Artists on campus are encouraged to submit project proposals for 2011-12 CCA grants by Oct. 21. The merit-based grants are available for students, staff and registered student organizations; and for faculty, departments and programs from all disciplines.

Awards for up to 25 student and 15 faculty projects will be announced in November. Awardees will have 12 months to complete and present their work.

"It's my hope to get wider participation from across the university," said CCA Director Stephanie Owens, who stressed CCA's mission "to encourage interdisciplinary projects."

This year's maximum for CCA grants for students, staff members and student organizations is $1,000; faculty and academic units can receive up to $2,500.

The CCA's call for proposals encourages applicants "to use the grant as an opportunity to experiment and to cultivate new forms of artistic production that may be difficult to engage within the traditional classroom setting."

High priority will be given to work that encourages student-faculty and cross-campus collaboration. The grants also will allow faculty "to reach out to creative peers in other disciplines and departments to explore new forms of art, media, design and performance that will have broad effect on the arts community at Cornell," Owens said.

The CCA and the grants program are in a transitional phase for the next two years while the organization implements a new structure, which will focus on organizing and presenting a single collaborative, thematically unified creative project each year that highlights Cornell's interdisciplinary strengths and engages broad participation. The grants program, which previously distributed funding to artists twice a year, is on a streamlined annual cycle for 2011-12 and 2012-13, and also will provide Cornell Cinema and the Herbert F. Johnson Museum of Art with block grants for programming during those two years.

Last October, acting on recommendations from a task force review of the CCA and from conversations with stakeholders, Provost Kent Fuchs committed additional resources from his office to assist CCA with the transition, including continuing the grants program for two more years.Fuchs increased the CCA's annual budget to $225,000 from $175,000, and committed an additional $68,000 a year for two years to support the grant program. After 2014, the CCA is charged with recruiting participation by the academic units to help fund the grants.

The provost also named Kent Kleinman, dean of the College of Architecture, Art and Planning, as lead dean tasked with steering the transition to a new CCA model.

He and Owens -- a visiting assistant professor of art who was recently appointed to a three-year term as CCA director -- will work with college and department leaders to find a durable model for continued support to individual artists and projects, Kleinman said.

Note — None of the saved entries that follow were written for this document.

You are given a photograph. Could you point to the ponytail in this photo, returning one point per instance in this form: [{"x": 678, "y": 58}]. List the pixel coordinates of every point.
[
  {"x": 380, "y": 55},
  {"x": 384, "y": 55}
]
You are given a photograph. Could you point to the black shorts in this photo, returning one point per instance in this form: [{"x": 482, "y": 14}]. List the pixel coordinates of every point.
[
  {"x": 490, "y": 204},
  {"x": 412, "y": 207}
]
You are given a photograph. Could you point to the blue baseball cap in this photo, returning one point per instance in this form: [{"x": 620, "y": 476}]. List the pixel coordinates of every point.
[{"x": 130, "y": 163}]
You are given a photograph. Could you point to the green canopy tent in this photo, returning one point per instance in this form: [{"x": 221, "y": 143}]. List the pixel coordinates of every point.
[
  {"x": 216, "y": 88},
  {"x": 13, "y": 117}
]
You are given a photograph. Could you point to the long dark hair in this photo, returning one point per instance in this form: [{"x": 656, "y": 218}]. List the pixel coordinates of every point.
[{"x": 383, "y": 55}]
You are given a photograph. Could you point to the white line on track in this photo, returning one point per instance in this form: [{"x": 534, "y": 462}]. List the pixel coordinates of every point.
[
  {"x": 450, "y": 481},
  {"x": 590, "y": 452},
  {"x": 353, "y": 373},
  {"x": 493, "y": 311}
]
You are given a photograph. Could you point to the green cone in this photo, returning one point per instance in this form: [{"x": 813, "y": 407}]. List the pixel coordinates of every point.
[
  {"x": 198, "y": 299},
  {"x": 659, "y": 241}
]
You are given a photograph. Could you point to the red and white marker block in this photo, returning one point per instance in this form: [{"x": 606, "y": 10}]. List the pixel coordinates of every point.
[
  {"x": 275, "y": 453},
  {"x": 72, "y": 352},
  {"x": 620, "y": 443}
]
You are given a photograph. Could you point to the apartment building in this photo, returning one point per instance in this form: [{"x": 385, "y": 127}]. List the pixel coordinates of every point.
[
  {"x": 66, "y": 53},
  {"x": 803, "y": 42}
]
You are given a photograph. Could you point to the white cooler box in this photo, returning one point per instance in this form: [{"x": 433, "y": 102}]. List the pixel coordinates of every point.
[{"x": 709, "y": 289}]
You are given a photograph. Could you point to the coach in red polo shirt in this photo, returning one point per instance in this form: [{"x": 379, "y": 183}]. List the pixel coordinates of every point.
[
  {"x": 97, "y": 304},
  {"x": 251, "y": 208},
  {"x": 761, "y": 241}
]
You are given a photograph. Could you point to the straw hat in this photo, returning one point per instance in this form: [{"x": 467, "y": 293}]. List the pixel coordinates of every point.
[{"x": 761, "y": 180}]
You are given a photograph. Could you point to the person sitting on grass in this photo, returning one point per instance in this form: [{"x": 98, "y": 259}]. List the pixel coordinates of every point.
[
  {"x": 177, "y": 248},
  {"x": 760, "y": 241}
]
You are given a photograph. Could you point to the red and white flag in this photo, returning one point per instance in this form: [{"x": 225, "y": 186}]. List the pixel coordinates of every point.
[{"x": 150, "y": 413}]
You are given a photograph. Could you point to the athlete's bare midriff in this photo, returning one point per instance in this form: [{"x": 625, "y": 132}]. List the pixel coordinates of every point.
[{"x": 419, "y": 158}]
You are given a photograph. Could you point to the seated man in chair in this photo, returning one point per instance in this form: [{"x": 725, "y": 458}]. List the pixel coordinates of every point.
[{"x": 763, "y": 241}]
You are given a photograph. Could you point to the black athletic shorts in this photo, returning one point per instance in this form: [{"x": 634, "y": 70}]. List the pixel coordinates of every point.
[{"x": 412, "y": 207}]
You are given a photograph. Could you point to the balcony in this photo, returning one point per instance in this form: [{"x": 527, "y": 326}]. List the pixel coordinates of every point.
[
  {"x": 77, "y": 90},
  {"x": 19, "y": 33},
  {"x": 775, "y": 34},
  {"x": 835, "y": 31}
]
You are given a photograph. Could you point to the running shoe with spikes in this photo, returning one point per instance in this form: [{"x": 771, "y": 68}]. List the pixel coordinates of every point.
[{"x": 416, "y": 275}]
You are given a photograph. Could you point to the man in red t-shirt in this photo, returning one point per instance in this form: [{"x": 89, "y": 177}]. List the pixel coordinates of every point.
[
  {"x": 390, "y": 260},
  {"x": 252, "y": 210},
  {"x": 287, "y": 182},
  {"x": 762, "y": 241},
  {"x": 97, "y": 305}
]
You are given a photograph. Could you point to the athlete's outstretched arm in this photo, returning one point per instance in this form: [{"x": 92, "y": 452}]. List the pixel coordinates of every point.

The current streamlined grants program "is an efficient and effective way of distributing precious support in lean times to a broad population of artists," Kleinman said.

"I believe a more distributed model of support will ultimately be the best means of expressing the diversity of artistic approaches and attitudes that already thrive in various departments," Owens said. "Success for the CCA would be its ability to act as the catalyst for bringing these endeavors out of home departments so that a critical dialogue about contemporary art and culture can be part of our shared experience."